To address power and memory bottlenecks on edge devices, this paper proposes MIWEN, an RF-based analog computing architecture that performs classification directly in the analog domain at the RF front-end. It enables wireless streaming of weights, eliminating on-chip weight storage and ADC/DAC overhead entirely. MIWEN introduces the first wireless-decoupled memory architecture; achieves the first RF-carrier-based joint encoding and computation of weights and activations; and establishes a theoretical model for effective bit resolution in RF analog computing, incorporating thermal noise. Leveraging native mixer reuse from standard transceivers and joint energy–accuracy optimization, MIWEN attains digitized DNN-comparable accuracy on MNIST while reducing energy consumption by two orders of magnitude. It supports real-time, ultra-low-power edge inference without on-chip memory.
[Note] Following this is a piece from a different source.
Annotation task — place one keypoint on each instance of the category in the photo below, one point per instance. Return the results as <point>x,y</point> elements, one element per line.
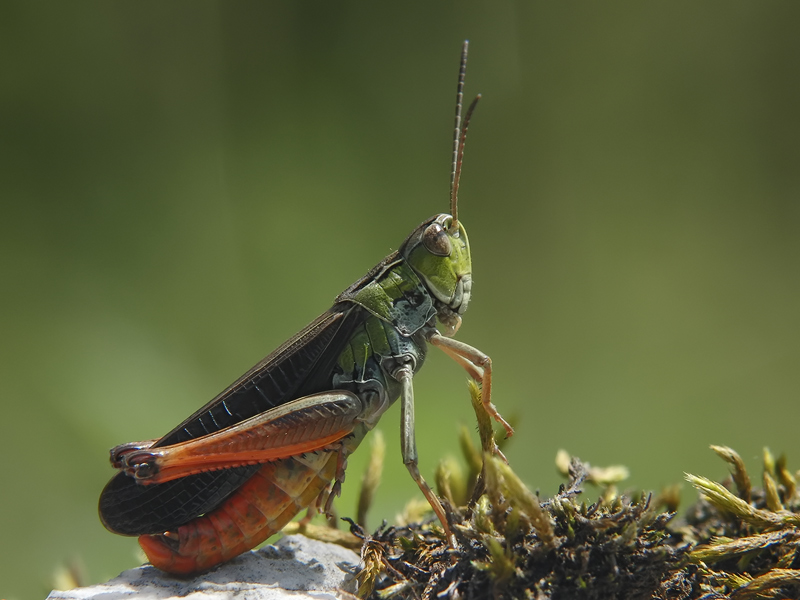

Deep neural network (DNN) inference on power-constrained edge devices is bottlenecked by costly weight storage and data movement. We introduce MIWEN, a radio-frequency (RF) analog architecture that ``disaggregates'' memory by streaming weights wirelessly and performing classification in the analog front end of standard transceivers. By encoding weights and activations onto RF carriers and using native mixers as computation units, MIWEN eliminates local weight memory and the overhead of analog-to-digital and digital-to-analog conversion. We derive the effective number of bits of radio-frequency analog computation under thermal noise, quantify the energy--precision trade-off, and demonstrate digital-comparable MNIST accuracy at orders-of-magnitude lower energy, unlocking real-time inference on low-power, memory-free edge devices.